Abstract

Careful studies are described of the ESR line shapes and saturation behavior for the peroxylamine disulfonate (PADS) radical dissolved in a range of glycerol-water mixtures. This permitted studies where the rotational correlation time τR ranged from 3 × 10−12 sec to < 10−6 sec. The unsaturated line shapes for 10−10 < τR < 10−9 sec are, as in Paper I, readily interpreted in terms of anisotropic rotational diffusion, but for τR < 10−10 sec anomalous behavior of the linewidths, which could be attributed to nonsecular spectral densities, occurs. Supporting experiments at 35 GHz, and also on 17O-labeled PADS, are in excellent agreement with values of τR and N = 4.7 (the ratio of the two components of the axially symmetric diffusion tensor), and they supply further information on the anomalous behavior of the nonsecular spectral densities. A phenomenological treatment based on the memory function approach was found to qualitatively reproduce some observed features.
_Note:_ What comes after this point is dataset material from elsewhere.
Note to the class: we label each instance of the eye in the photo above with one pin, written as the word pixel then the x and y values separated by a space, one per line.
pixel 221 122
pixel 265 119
The saturation studies were performed over both the motional narrowing and slow-tumbling regions. The motional narrowing results could be analyzed in a straightforward manner to yield values of We, the electron-spin flip rate, which are found to exhibit a weak dependence on τR, roughly as τR−(1/4) for the glycerol solvents. The stochastic Liouville method is applied to an analysis of slow-tumbling saturated spectra and generally reasonable agreement with experiment is achieved for the simplifying assumptions utilized. The rotationally invariant We obtained from the slow-tumbling analyses are found to agree with the values of We extrapolated from the motional-narrowing region. Other aspects of the slow-tumbling saturation experiments and analysis are discussed.